The introductions went well, his foster mom had been prepping him to learn our names from the family profile book. She had him say hello and shake our hands. He knew each of us and was very brave in these few moments that had to be intimidating. We brought him a gift of a soccer ball. He opened that and there wasn't another second of awkwardness. Michael took J and our girls over to a field to kick around the new ball while I stood by and snapped a few photos. Sorry I can't share these photos online as the "at risk" placement is still in effect. Of course it wasn't long until they were all hot and sweaty - it is Florida after all - so they stopped for a snack. I had packed up cookies, grapes, juice and water so we sat down to share our snacks. I was getting everything out and as I usually do I asked, to no one in particular but generally thinking of my girls, "Does someone want to pass out the napkins?" Without missing a beat J said "Sure, I will." Well alright then, just step right up and join the family!!!!! The girls all smiled and took the grapes and cookies and passed them around to the adults. Oh yes the adults.... also present at the meeting were J's foster mom and foster dad - great folks, they have loved him and taught him well for the 16 months he has lived with them. His case worker and Guardian ad litem were also there. I love that so many people love our son.
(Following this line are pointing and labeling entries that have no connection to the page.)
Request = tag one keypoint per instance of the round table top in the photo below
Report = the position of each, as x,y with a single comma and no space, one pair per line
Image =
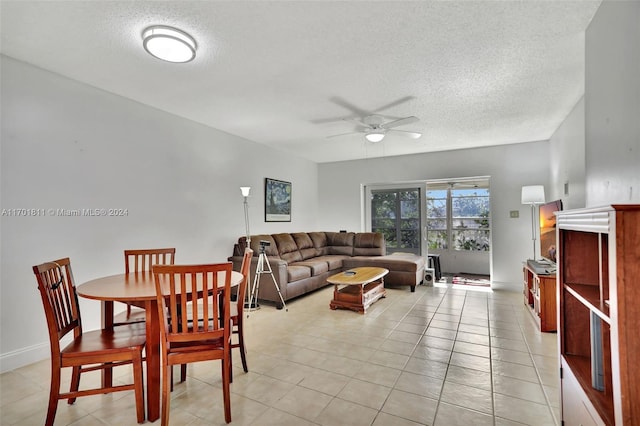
135,286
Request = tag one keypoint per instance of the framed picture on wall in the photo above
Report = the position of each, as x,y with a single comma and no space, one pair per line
277,200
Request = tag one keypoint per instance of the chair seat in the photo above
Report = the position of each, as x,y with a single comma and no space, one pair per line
97,342
137,315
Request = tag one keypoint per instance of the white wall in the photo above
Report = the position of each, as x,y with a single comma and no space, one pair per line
68,145
509,166
567,152
612,104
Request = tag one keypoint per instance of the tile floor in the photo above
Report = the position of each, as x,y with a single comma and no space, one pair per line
439,356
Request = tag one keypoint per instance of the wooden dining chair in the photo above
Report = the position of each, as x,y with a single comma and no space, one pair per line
87,351
198,336
237,312
141,261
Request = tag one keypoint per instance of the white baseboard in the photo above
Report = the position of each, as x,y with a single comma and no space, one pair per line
24,356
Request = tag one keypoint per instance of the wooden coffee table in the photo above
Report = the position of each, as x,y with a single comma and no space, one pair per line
357,288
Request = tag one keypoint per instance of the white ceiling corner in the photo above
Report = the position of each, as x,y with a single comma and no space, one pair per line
477,73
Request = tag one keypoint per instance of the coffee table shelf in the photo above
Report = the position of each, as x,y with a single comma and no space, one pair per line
358,288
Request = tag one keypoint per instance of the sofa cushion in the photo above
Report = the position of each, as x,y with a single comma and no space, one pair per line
340,243
333,261
319,242
270,250
369,244
287,248
405,262
317,267
298,272
305,245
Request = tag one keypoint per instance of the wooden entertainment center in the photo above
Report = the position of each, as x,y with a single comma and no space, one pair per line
540,297
599,315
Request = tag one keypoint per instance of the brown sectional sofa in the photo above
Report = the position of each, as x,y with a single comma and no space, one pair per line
302,261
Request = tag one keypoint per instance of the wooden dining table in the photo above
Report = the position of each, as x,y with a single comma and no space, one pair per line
136,287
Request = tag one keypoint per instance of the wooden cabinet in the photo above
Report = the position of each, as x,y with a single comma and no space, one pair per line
540,297
599,314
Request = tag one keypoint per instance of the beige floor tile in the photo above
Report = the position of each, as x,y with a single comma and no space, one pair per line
411,407
341,365
389,359
449,415
302,402
420,385
404,336
519,389
426,367
436,342
517,371
471,361
325,382
341,412
274,417
469,377
384,419
312,365
514,345
469,397
478,339
398,347
472,349
443,324
474,328
365,393
379,374
508,355
522,411
442,333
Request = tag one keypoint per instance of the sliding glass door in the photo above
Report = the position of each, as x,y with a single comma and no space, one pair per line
397,213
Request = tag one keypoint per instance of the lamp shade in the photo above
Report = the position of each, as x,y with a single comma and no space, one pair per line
169,44
533,194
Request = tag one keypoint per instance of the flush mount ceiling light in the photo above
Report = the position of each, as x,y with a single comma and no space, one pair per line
169,44
374,136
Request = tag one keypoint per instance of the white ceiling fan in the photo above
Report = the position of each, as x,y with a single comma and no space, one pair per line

His foster mom repeatedly said how much she liked our family profile book. She brought it with her to the visit and had each of us sign and date it by our photos so we could document the day. So thoughtful. She also pointed out that one of J's favorite photos was this one of R and he told her he wants to have his picture taken like that too.
After snack J and the girls went off to play on the playground and Michael and I sat and talked with the adults. As our visit was drawing near an end we took the opportunity to take a few more photos. His foster dad took a "new" family photo for us, and we took one of J with his foster parents and their cute little dog "Princess."
Saying goodbye was difficult. In an effort to say an appropriate goodbye Michael offered up a masculine fist bump... but J went in for a hug. My heart melted. J really connected with Michael, and it was mutual. He then proceeded to hug the girls and I and went back for another Michael hug. I mean seriously????? His foster parents are very friendly and affection is shown easily in their home, we were greeted with hugs by his foster mom and hugged by both foster mom and foster dad when we left. On the drive home K said "J will get along good with our family in Canada because he likes hugs." Now those of you who "like" hugs know who you are and those of you less huggy folks might need to brace yourself because our boy is a hugger.